Pour qui ce n’est pas la bonne voie
Trois cas où il vaut mieux réfléchir à deux fois avant de s’engager dans une formation dédiée à l’environnement.
- Si vous visez un poste RSE en entreprise sans autre compétence. Ces postes existent mais ils sont peu nombreux, très demandés, et souvent confiés à des profils qui ont d’abord fait leurs preuves dans un métier opérationnel de l’entreprise. Une double compétence vaut mieux qu’une spécialisation isolée.
- Si vous fuyez les matières scientifiques. Les trois quarts des métiers verts sont techniques. Eau, énergie, déchets, cela veut dire chimie, hydraulique, procédés, réglementation. Une formation de management ne mène pas à ces postes.
- Si le budget vous mettrait en difficulté. Il existe des voies publiques à quelques centaines d’euros par an vers exactement les mêmes secteurs, et l’apprentissage permet de ne rien payer du tout. S’endetter n’est pas un passage obligé.
Questions fréquentes
Faut-il un bac scientifique pour travailler dans l’environnement ?
Non, mais cela dépend beaucoup du métier visé. Les postes d’exploitation dans l’eau, l’énergie et les déchets, qui représentent la grande majorité des emplois verts, sont plus accessibles avec un profil scientifique ou technique. Les métiers juridiques, économiques, de management et de communication liés à l’environnement s’ouvrent à d’autres profils, mais ils sont moins nombreux et plus concurrentiels.
Un titre RNCP vaut-il un master ?
Sur le marché du travail français, un titre RNCP de niveau 7 est reconnu comme un niveau bac +5. Ce n’est en revanche pas un diplôme national, ce qui peut compter pour poursuivre en doctorat, passer certains concours de la fonction publique, ou faire reconnaître son niveau à l’étranger. Si l’un de ces trois cas vous concerne, vérifiez avant de vous inscrire.

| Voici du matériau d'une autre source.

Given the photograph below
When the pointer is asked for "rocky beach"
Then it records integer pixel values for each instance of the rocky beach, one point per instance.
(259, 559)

Peut-on se reconvertir vers un métier de l’environnement ?
Oui, et c’est même souvent le chemin le plus efficace, précisément à cause du rapport de 1 à 27 entre métiers verts et verdissants. Ajouter une compétence environnementale à un métier que vous exercez déjà vous rend immédiatement utile, alors que repartir de zéro sur un métier vert vous met en concurrence avec des jeunes diplômés spécialisés. La validation des acquis de l’expérience et les formations courtes financées par le compte personnel de formation sont les leviers à regarder en premier.
Les métiers de l’environnement recrutent-ils vraiment ?
Oui, avec un marché plutôt favorable aux candidats : 17,5 % des offres pour 14,1 % des demandes. Mais l’essentiel de ces besoins se situe dans le bâtiment, les transports et l’industrie, pas dans les fonctions de conseil et de stratégie environnementale, qui restent un marché étroit.
Si votre motivation est d’agir plutôt que d’obtenir un intitulé de poste, sachez que l’essentiel des leviers ne passe pas par un diplôme. Nous en avons rassemblé une partie dans notre article sur les gestes simples et concrets, et sur les outils juridiques pour protéger l’environnement.
Sources
- Observatoire national des emplois et métiers de l’économie verte : 140 000 professionnels sur un métier vert et 3,8 millions sur un métier verdissant en 2020, répartition sectorielle, 17,5 % des offres pour 14,1 % des demandes.
- Service des données et études statistiques du ministère de la Transition écologique, métiers verts et verdissants.
- ESI Business School, page certifications : titres RNCP de niveau 6 et 7, organismes certificateurs, certification Qualiopi.
- ESA, École supérieure des agricultures, Angers et Paris.
- Code du travail, article L6211-1 : la formation est gratuite pour l’apprenti.